Notes en bas de page

  1. Rowe CC, et al. Amyloid imaging results from the Australian Imaging, Biomarkers and Lifestyle (AIBL) study of aging. Neurobiol Aging. 2010 Aug;31(8):1275-83.
  2. Villemagne VL et al. Longitudinal assessment of Aβ and cognition in aging and Alzheimer disease. Ann Neurol. 2011 Jan;69(1):181-92.
  3. Gauthier S, Patterson C, Chertkow H, Gordon M, Herrmann N, Rockwood K, Rosa-Neto P, Soucy JP. Recommendations of the 4th Canadian Consensus Conference on the Diagnosis and Treatment of Dementia (CCCDTD4). Can Geriatr J. 2012 Dec;15(4):120-6.

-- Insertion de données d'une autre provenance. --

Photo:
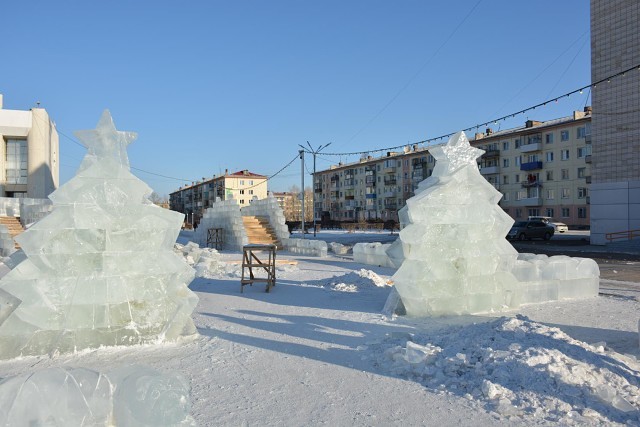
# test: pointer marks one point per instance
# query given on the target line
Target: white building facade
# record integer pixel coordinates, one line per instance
(29, 153)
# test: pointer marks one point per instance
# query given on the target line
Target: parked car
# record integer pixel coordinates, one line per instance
(527, 230)
(560, 227)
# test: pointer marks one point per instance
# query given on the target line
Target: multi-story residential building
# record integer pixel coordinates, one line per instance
(242, 186)
(28, 153)
(615, 47)
(542, 168)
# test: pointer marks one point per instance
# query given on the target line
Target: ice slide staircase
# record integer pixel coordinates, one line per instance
(259, 231)
(13, 225)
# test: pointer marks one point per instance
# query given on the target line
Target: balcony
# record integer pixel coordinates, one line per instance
(350, 205)
(529, 201)
(488, 154)
(530, 148)
(532, 183)
(489, 170)
(390, 181)
(529, 166)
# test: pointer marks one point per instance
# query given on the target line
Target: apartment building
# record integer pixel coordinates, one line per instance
(615, 47)
(242, 186)
(29, 153)
(542, 168)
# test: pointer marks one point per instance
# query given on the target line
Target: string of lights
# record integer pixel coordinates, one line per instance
(430, 141)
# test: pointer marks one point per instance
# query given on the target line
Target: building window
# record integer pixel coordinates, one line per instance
(582, 151)
(16, 166)
(581, 172)
(582, 192)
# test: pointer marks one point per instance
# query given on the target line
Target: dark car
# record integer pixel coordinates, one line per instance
(528, 230)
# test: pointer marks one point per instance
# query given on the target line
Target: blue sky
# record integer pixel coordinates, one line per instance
(212, 85)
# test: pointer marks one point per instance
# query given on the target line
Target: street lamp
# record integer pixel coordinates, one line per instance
(313, 194)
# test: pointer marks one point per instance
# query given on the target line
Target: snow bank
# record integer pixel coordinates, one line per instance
(207, 262)
(521, 370)
(372, 254)
(306, 247)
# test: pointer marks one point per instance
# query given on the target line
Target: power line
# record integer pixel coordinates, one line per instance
(416, 74)
(496, 120)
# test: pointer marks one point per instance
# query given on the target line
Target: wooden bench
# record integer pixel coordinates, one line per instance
(250, 262)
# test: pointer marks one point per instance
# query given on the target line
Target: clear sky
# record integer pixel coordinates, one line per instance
(212, 85)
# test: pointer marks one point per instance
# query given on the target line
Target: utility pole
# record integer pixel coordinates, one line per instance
(313, 194)
(302, 193)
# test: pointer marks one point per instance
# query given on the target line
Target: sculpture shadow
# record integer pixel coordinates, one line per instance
(359, 344)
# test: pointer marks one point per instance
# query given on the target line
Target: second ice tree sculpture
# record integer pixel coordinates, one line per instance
(458, 260)
(100, 269)
(453, 252)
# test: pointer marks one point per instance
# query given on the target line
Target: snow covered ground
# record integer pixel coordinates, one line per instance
(317, 350)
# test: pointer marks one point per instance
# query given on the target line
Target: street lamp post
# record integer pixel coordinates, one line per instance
(313, 194)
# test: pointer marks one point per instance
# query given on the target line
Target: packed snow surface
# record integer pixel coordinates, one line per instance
(309, 353)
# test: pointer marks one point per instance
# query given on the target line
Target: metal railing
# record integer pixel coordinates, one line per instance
(628, 235)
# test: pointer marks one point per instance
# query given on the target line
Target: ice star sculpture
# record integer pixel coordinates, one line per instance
(100, 269)
(452, 253)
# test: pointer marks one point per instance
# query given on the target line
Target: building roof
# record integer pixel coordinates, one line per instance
(247, 173)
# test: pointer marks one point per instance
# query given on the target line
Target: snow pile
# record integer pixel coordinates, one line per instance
(521, 370)
(352, 282)
(339, 248)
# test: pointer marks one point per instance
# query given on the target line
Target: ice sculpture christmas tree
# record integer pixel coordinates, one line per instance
(456, 259)
(100, 269)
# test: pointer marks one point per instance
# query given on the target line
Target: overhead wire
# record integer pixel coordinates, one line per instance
(492, 121)
(416, 74)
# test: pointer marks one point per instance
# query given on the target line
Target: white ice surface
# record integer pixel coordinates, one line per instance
(308, 353)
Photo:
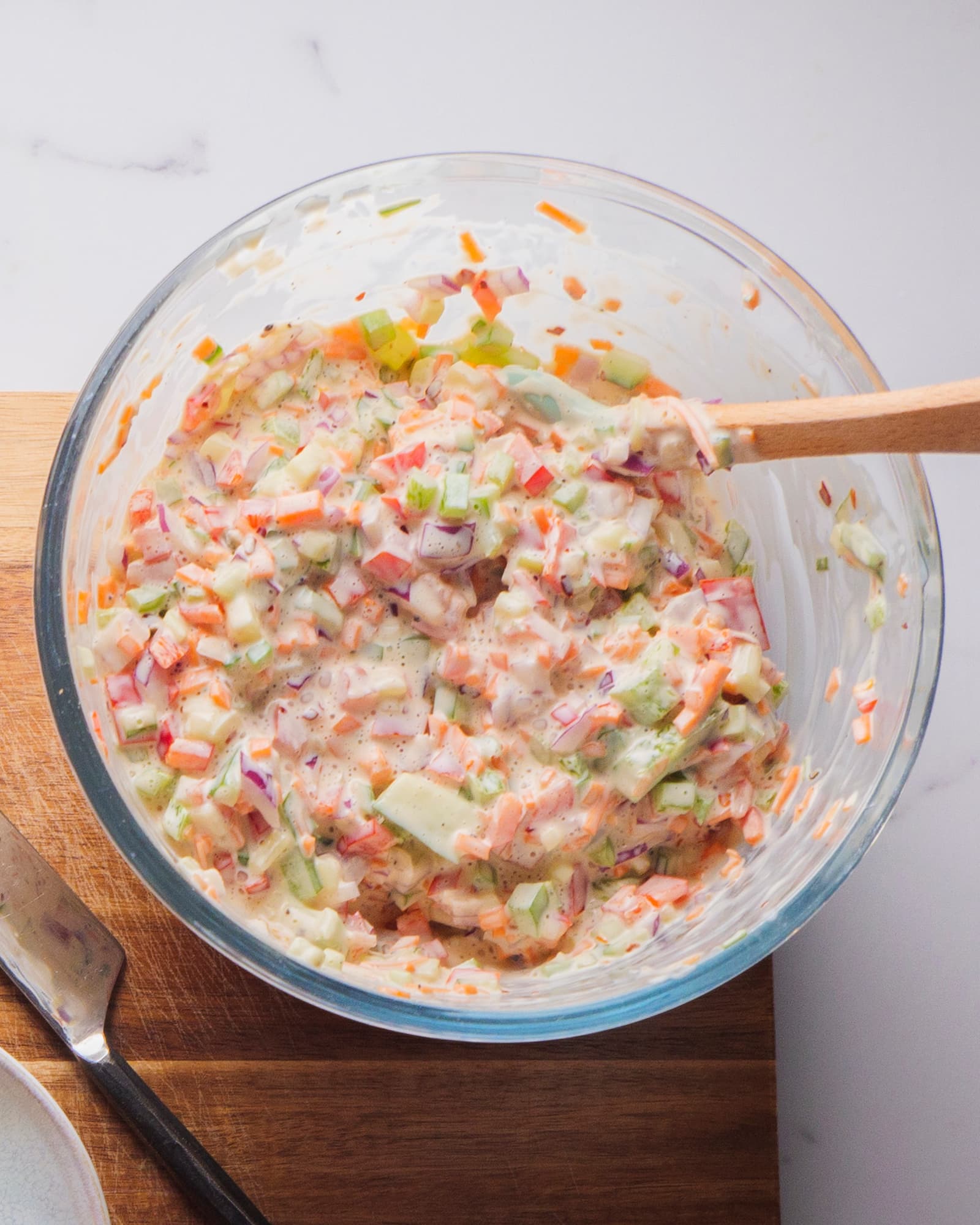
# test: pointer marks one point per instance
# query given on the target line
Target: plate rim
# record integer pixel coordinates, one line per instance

  4. Laforce R Jr, Rabinovici GD. Amyloid imaging in the differential diagnosis of dementia: review and potential clinical applications. Alzheimers Res Ther. 2011 Nov 10;3(6):31.
  5. Johnson KA, Minoshima S, Bohnen NI, Donohoe KJ, Foster NL, Herscovitch P, Karlawish JH, Rowe CC, Carrillo MC, Hartley DM, Hedrick S, Pappas V, Thies WH. Appropriate use criteria for amyloid PET: a report of the Amyloid Imaging Task Force, the Society of Nuclear Medicine and Molecular Imaging, and the Alzheimer's Association. Alzheimers Dement. 2013 Jan;9(1):e-1-16.